2) Cut out the ice cream and other fatty foods. Some fat in your diet is okay and even necessary, but too much dietary fat reduces insulin sensitivity. Fatty foods also make it easier to overeat, and excess calories are going to push your BG readings up. However, this doesn’t mean you need to give up your sweet tooth. For something sweet and creamy, try making a smoothie. For example: 1 banana, 1/2 cup low-fat milk, 1 scoop vanilla whey protein powder, and ice. This shake is delicious, and it’s a lot healthier than ice cream. You’re basically replacing the fat with protein, and I think it tastes just as good.
This is the happy medium. You don’t have to give up pasta and eat that disgusting spaghetti squash, but eat your spaghetti with chicken breast and marinara instead of beef, cheese, or white sauce. Eat fruit smoothies instead of ice cream. Try a turkey sandwich and pretzels instead of the burger and fries. And most importantly, exercise as much as you can.
That’s just my advice. Nothing too extreme is going to work long-term, but these two changes–exercising daily and moderating your fat intake–should be relatively easy to make, while bringing amazing results over time.May 15, 2014 at 10:06 pm #16413DavidModerator
A final note: Your BMI is in the normal range, so there’s no reason to cut calories. Of my two suggestions, increasing daily exercise is probably the most important.

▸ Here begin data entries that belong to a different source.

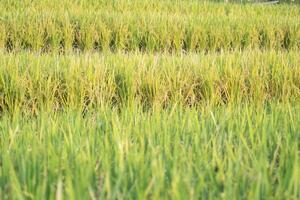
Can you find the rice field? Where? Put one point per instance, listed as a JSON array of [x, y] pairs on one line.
[[149, 100]]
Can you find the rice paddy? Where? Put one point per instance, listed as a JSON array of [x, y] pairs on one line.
[[149, 100]]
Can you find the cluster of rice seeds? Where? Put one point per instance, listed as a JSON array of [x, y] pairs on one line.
[[118, 80], [85, 30], [149, 100]]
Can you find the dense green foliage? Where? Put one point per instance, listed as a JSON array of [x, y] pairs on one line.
[[150, 99], [146, 26]]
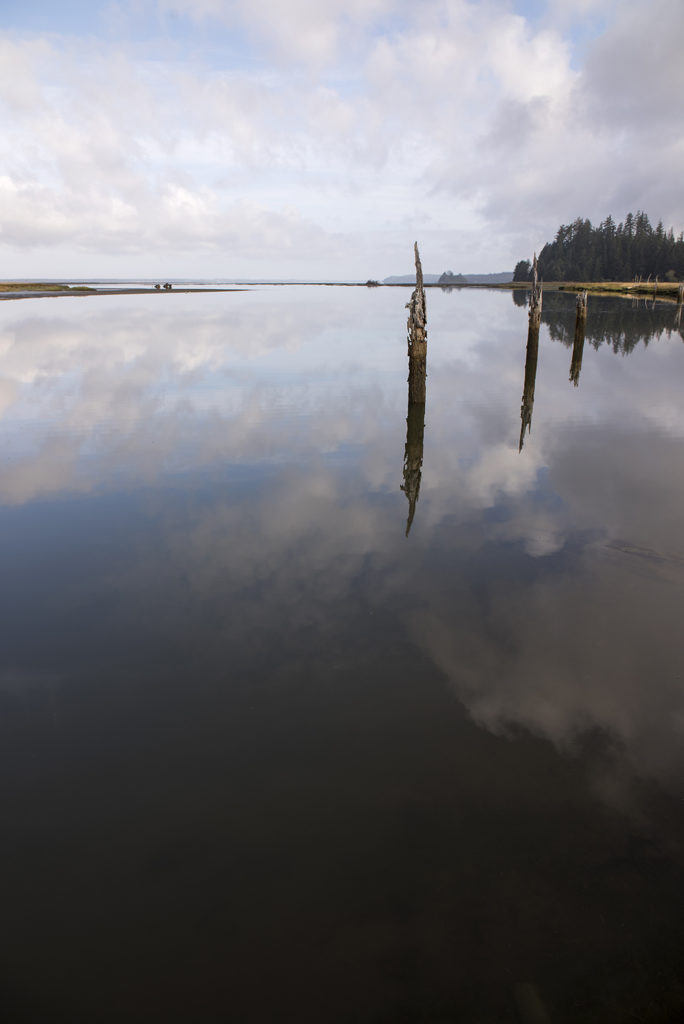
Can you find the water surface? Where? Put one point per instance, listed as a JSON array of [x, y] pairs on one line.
[[267, 754]]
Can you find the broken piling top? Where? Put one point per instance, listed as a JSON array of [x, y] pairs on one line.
[[417, 336], [536, 295]]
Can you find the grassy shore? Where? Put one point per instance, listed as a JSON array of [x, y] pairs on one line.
[[32, 286], [665, 290]]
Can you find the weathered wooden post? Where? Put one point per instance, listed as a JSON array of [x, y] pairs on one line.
[[536, 296], [417, 337], [579, 343], [530, 355], [413, 457]]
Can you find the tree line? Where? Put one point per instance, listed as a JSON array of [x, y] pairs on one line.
[[610, 252]]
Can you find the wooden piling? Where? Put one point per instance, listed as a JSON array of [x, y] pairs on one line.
[[413, 457], [417, 337], [579, 343], [536, 297]]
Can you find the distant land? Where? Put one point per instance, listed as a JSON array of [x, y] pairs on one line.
[[470, 279]]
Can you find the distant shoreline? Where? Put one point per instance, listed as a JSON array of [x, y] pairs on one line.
[[38, 290]]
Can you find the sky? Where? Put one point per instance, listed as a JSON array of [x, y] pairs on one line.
[[317, 139]]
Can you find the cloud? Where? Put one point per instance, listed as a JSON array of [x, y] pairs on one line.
[[334, 130]]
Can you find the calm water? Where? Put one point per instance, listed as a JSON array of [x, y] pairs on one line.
[[265, 757]]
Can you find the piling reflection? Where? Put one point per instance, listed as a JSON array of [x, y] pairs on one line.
[[579, 343], [622, 324], [413, 457], [530, 377]]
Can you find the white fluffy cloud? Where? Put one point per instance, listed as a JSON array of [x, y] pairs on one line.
[[317, 139]]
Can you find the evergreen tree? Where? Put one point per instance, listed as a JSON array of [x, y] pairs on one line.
[[634, 248]]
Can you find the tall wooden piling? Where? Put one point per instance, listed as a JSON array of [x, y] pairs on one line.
[[579, 343], [536, 296], [417, 337]]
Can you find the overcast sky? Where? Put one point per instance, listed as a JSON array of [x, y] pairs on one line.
[[318, 138]]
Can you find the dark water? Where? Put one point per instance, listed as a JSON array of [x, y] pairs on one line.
[[266, 758]]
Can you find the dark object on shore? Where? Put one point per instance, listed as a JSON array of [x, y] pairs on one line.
[[417, 337], [452, 280]]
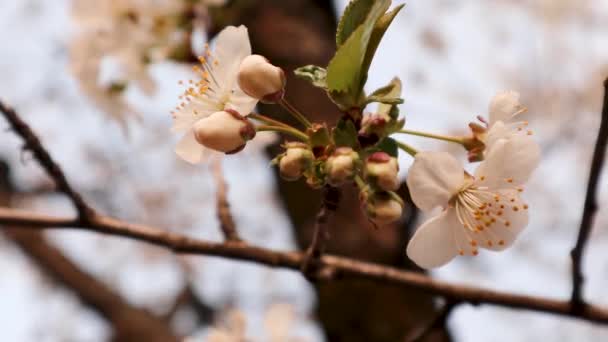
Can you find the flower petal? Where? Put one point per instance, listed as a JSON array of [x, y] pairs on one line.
[[514, 219], [241, 102], [434, 178], [509, 163], [433, 244], [504, 106], [189, 149], [232, 45]]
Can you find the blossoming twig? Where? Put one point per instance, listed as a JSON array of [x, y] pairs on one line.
[[32, 143], [457, 140], [590, 206], [331, 198], [223, 207], [339, 266], [295, 113]]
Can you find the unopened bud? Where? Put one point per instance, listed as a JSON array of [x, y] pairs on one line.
[[383, 208], [382, 170], [296, 160], [225, 131], [504, 106], [261, 80], [341, 165]]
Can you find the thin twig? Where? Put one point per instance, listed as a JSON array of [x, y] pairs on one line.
[[590, 207], [223, 207], [329, 204], [32, 143], [339, 266]]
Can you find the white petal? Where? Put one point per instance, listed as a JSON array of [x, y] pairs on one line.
[[434, 178], [433, 244], [184, 119], [232, 45], [241, 102], [189, 149], [504, 106], [509, 163], [503, 234]]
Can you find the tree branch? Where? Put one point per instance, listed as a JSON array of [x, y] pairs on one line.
[[437, 322], [32, 143], [329, 266], [590, 207], [329, 204], [223, 207]]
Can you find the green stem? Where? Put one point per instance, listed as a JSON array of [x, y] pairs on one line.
[[407, 148], [360, 182], [269, 121], [286, 130], [457, 140], [295, 113]]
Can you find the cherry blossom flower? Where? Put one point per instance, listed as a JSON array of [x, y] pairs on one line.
[[480, 211], [216, 91], [503, 110]]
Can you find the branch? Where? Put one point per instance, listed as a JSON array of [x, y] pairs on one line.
[[437, 322], [32, 143], [590, 206], [223, 207], [329, 266], [329, 205]]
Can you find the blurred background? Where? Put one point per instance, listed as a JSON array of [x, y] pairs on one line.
[[97, 81]]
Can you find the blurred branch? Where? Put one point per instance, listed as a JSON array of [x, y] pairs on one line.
[[329, 204], [129, 323], [32, 143], [439, 321], [329, 266], [590, 207], [223, 207]]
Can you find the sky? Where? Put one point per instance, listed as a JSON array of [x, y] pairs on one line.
[[452, 57]]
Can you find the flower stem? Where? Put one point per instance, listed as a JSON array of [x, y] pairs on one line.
[[286, 130], [268, 120], [407, 148], [457, 140], [295, 113], [360, 182]]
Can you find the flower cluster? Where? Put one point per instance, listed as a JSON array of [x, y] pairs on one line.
[[118, 39], [480, 210]]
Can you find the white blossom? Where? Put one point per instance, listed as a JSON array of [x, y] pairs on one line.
[[480, 211], [216, 91]]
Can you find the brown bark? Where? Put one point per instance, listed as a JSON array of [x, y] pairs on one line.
[[128, 322], [296, 33]]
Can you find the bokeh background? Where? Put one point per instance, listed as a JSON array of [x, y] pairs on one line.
[[452, 57]]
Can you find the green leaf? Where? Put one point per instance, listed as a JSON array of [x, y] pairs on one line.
[[390, 91], [313, 74], [345, 134], [319, 135], [380, 28], [345, 72], [388, 145], [354, 15]]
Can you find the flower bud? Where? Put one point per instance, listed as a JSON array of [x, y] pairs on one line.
[[341, 165], [382, 208], [295, 161], [226, 131], [381, 170], [261, 80]]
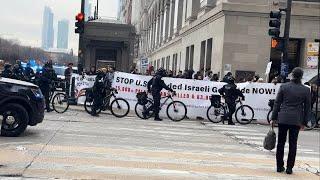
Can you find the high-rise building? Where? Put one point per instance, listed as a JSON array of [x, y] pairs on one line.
[[221, 36], [63, 34], [125, 11], [88, 8], [47, 29]]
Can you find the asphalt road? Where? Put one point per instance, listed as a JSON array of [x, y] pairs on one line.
[[76, 146]]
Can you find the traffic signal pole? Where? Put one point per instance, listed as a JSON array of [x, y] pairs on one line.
[[80, 51], [286, 34]]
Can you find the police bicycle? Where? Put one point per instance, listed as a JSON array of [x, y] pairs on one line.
[[176, 110], [218, 111], [58, 99], [119, 107]]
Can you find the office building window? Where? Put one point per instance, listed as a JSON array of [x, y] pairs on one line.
[[187, 57], [209, 54], [168, 63], [202, 54]]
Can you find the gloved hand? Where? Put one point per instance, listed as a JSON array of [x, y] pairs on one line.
[[173, 93]]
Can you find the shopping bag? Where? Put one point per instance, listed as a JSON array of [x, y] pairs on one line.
[[269, 142]]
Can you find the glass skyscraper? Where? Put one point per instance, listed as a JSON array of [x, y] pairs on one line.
[[47, 28], [63, 34]]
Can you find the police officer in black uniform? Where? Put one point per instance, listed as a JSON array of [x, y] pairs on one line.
[[29, 73], [7, 73], [98, 91], [155, 85], [17, 73], [230, 94], [46, 83]]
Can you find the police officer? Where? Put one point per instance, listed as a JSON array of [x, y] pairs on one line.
[[230, 94], [98, 91], [17, 73], [226, 77], [29, 73], [7, 73], [68, 74], [155, 85], [46, 83]]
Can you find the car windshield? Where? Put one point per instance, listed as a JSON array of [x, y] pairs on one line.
[[59, 70]]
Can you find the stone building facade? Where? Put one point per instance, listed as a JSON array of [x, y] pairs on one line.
[[220, 35]]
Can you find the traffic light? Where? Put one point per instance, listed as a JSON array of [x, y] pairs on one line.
[[277, 43], [79, 23], [275, 23]]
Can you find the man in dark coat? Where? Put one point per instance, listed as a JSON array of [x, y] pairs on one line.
[[46, 83], [98, 91], [7, 73], [292, 109], [155, 85], [230, 94], [28, 73], [67, 74]]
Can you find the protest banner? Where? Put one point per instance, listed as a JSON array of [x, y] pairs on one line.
[[81, 83], [195, 94]]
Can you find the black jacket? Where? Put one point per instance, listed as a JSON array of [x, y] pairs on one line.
[[156, 84], [7, 73], [230, 92], [292, 105]]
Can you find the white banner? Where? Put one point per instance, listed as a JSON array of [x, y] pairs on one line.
[[81, 83], [194, 94]]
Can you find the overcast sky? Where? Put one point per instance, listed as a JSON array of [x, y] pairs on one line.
[[22, 19]]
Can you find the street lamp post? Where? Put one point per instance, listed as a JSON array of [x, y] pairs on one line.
[[81, 50], [286, 36]]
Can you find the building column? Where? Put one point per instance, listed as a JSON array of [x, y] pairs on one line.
[[166, 22], [161, 27], [149, 39], [192, 9], [153, 34], [177, 16], [206, 5], [171, 19], [156, 32]]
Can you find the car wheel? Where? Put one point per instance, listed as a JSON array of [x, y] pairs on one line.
[[15, 120]]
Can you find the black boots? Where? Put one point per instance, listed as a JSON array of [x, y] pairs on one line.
[[289, 171], [280, 169], [157, 118]]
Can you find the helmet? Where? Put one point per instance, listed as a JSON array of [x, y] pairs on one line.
[[7, 66], [230, 80], [161, 72]]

Eating more carbs and protein is helpful for increasing your exercise capacity, which is why I still think it’s important to moderate fat intake, though there’s no reason to go crazy with it. From my personal experience, I can run faster and work out harder when I keep fat intake down to like 50-70 grams a day–while keeping carbs and protein higher.
For exercise, you might want to consider doing resistance training to build up some muscle. Do you have any experience with weight training? Do you currently exercise?May 16, 2014 at 12:43 am #16415DellaParticipant
I recommended reading the book “the metabolic effect”, you can find it on Amazon, lots of good information and very way to followMay 16, 2014 at 5:22 pm #16428The Real AmyModerator
I second the exercise suggestion. It’s really the #1 proven thing to lower the risk of diabetes and reverse pre-diabetes. Even if it’s just walking (which can also lower your stress levels).
The other thing is do whatever you can to lower your stress levels. Meditation has been shown to be effective in all kinds of health outcomes, so if you can do that, bonus. Stress has been shown to increase diabetes risk.
I think David’s diet suggestions sound smart, too, and you can adjust based on how your body feels.